Olexander Lirchuk, a disc jockey in Kiev, fumes.

His Europa-FM radio station is leading the protest against Serdyuchka's appearance at Eurovision, arguing that Ukraine should send a band that can showcase the country's hip, young talent.

Lirchuk rallied about a dozen protesters and burned the performer in effigy.

Now he and some other Serdyuchka critics plan to continue their protests in Helsinki. "Serdyuchka is in poor taste," he said, motioning toward his svelte co-DJ, Yulia Vladina: "Look, that's a real Ukrainian woman."

Many Ukrainians, though, embrace the performer and his character, homely and awkward as she may be.

Some say Serdyuchka even has the best chance to win the Eurovision contest, which is judged by television viewers from all 42 countries that participate.

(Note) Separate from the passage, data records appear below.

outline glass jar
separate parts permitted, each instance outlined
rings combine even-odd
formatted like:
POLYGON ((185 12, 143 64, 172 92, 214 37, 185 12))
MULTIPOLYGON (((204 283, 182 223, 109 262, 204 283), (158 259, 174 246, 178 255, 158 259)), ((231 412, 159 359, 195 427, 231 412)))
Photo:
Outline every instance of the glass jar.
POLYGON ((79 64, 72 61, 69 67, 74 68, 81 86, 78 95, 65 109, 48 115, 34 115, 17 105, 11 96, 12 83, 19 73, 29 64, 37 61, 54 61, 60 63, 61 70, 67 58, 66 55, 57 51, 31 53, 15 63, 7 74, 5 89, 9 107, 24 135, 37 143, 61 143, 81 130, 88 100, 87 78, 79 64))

"Serdyuchka fits Eurovision 100 percent," lawmaker Dmytro Vydrin said.

The annual Eurovision contest is no stranger to outlandish acts. The Finnish band Lordi, which performs in monster masks, was the shock winner of the competition last year with "Hard Rock Hallelujah."

Israeli diva Dana International -- who was a man until a sex-change operation -- won the contest in 1998, triggering a bitter rift between Israel's secular majority and its ultrareligious minority.

Ukraine was thrilled to win in 2004, just a year after its debut in the contest; a singer called Ruslana -- known for her leather-and-fur outfits -- triumphed with an energetic piece called "Wild Dances."

As the winner, Ukraine got to host the event the following year, and as a measure of its importance for the country, President Viktor Yushchenko attended and presented the prize.

Ruslana later won a seat in the parliament.

Some accuse Danilko of dabbling in politics as well. He caused an uproar with the song he plans on performing.

Many listeners say the lyrics include a veiled insult to Russia. Some hear the words "Russia, Goodbye," -- but Danilko insists the phrase actually is "Lasha Tumbai," which is Mongolian for "Whipping Cream."

Russia this year is represented by Serebro. (Story, Context Page 2.)

Danilko insists that he and his alter ego just want to have fun.

As he prepared for the contest, he filmed a daring video in which Serdyuchka and her mother -- who wears a headscarf and goes by the name Mutter -- visit a disco where they take turns playing with special glasses that reveal the crowd of young dancers in their underwear.

"I wanted to show that Ukrainians have the best bodies in the world," Danilko said.